Have you ever watched TV shows like ‘Idols’, ‘The Voice’ or ‘Britain’s Got Talent”? These shows are very popular. And for good reason. We love to see others show their often hidden talents.
But next to those that show their talents, there are also many who fail. There’s something interesting about these people. Something that has nothing to do with their (lack of) talent on stage.
When you watch the interviews before their performances, you might notice something. Most of those who fail have something in common: their moms. Broader: their families and friends.
These families all say similar things. “She has always been singing at home and I always get goosebumps!” or “We love hearing him sing in the shower!”. They are proud. Genuinely proud. They are entitled to be.
But they are not always right.
They say these things because they are family. Even though what they say might not be true. Because they don’t want to hurt their loved ones. But some also because see their relatives in a different way. They believe in them. You could say that they are in a bubble. One that will make the performer sound good. Even if they are bad.
You need feedback
To improve as a speaker, you need feedback. I’ve talked about getting feedback before, like in this video.
It’s crucial to get feedback. But not always fun or easy. You will hear things you don’t like.
But if you want to grow, you will need to treat the criticism as a gift. As something that will make you a better speaker.
That means you need to ask for feedback as much as you can.
But don’t ask your mom.
Like with the contestants of the talent shows, your mom, or your boyfriend or girlfriend, brother or sister, or someone else close to you, won’t be honest. They can’t. Granted, there are parents who are the most critical people you will meet. But most aren’t.
You will need to find feedback from those that have a certain expertise. Get it from someone with expertise of the content (someone from your industry). Or from someone who understands what it takes to be on stage.
Getting the right feedback
When asking for the feedback, you need to be ready. Ready for the answer, but also to help those that give the feedback to give you the best answer.
In his book “Confidence 2.0” the author, Rob Yeung, highlights three things that are important when asking for feedback. I agree very much with them. They are:
1. You need to give those you are asking for feedback ‘permission’.
Permission to be honest and negative. Make sure you tell them you want to improve. That it’s ok, in fact even good, to get negative feedback. Because that will help you improve.
2. Anonymous feedback works.
If possible, get people to give written feedback.
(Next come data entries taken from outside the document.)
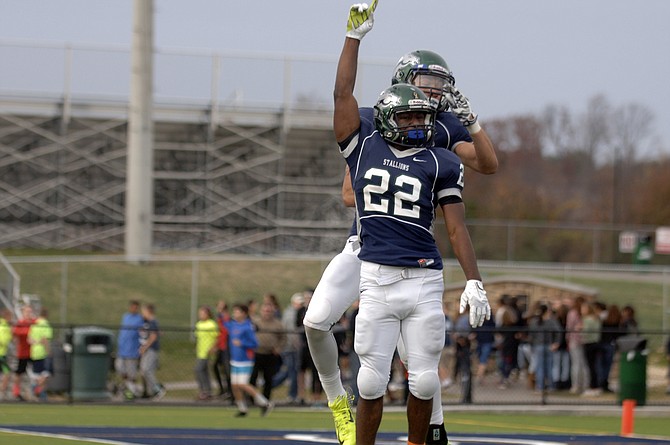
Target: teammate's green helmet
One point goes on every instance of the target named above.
(427, 70)
(401, 98)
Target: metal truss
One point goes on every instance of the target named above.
(252, 181)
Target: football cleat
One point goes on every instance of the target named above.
(345, 427)
(437, 435)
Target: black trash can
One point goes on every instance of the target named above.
(632, 369)
(90, 363)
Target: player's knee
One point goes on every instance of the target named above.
(318, 313)
(371, 385)
(315, 335)
(424, 385)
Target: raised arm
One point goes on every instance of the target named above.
(480, 154)
(346, 119)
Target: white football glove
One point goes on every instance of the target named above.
(474, 296)
(361, 19)
(460, 107)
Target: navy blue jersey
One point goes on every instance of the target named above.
(449, 132)
(397, 192)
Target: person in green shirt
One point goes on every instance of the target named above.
(5, 341)
(206, 345)
(39, 338)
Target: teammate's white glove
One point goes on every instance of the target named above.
(459, 105)
(474, 296)
(361, 19)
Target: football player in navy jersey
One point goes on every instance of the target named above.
(338, 287)
(398, 182)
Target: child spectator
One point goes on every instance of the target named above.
(5, 341)
(149, 351)
(206, 345)
(128, 349)
(221, 366)
(243, 344)
(271, 340)
(20, 334)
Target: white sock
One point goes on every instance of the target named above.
(437, 416)
(323, 348)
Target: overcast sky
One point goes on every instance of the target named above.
(509, 57)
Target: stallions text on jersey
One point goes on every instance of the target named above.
(397, 192)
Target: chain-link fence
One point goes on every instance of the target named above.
(82, 363)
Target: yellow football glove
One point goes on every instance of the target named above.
(361, 19)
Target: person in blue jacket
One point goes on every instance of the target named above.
(243, 344)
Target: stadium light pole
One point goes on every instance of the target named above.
(139, 167)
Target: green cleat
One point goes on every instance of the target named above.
(345, 427)
(437, 435)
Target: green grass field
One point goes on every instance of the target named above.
(308, 419)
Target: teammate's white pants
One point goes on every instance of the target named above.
(395, 301)
(336, 291)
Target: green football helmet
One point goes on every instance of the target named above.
(404, 98)
(429, 71)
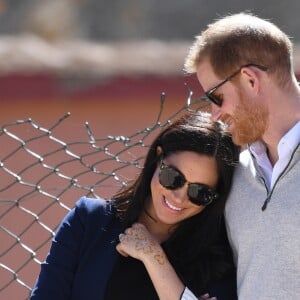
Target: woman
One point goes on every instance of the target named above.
(168, 226)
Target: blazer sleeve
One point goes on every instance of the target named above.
(57, 272)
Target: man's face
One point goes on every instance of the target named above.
(245, 116)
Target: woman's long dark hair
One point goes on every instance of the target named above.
(198, 249)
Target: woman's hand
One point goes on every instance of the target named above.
(138, 243)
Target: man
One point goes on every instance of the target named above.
(244, 64)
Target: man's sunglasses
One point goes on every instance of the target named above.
(216, 99)
(172, 179)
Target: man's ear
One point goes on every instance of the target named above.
(250, 79)
(159, 150)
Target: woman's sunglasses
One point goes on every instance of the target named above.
(172, 179)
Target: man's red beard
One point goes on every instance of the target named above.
(249, 122)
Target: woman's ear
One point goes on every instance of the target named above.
(159, 150)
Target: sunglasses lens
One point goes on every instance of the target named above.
(171, 178)
(200, 194)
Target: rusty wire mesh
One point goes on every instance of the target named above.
(42, 175)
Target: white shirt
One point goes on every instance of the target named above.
(286, 146)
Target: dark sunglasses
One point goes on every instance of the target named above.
(216, 99)
(172, 179)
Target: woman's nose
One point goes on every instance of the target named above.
(179, 195)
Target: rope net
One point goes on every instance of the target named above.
(43, 175)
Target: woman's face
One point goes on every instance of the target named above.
(173, 206)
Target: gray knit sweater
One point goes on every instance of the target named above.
(266, 243)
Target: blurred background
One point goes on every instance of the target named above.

When they write things down, they will be more honest. And when they write it down, knowing it can’t be traced to them, they will be more honest. Most people are afraid to give criticism. By making it anonymous, you help them be more honest.
3. Thank them for the feedback
Finally, make sure you thank people for their feedback. You will have the urge to reply. You will want to explain or counter. Don’t. It won’t help and people will be less eager to help you out the next time. If you ask for negative feedback, you know you won’t like it.
Accept the feedback, use it and improve.
And I’m sure your mom, dad or loved one is amazing. And loves you very much. But be careful with their feedback!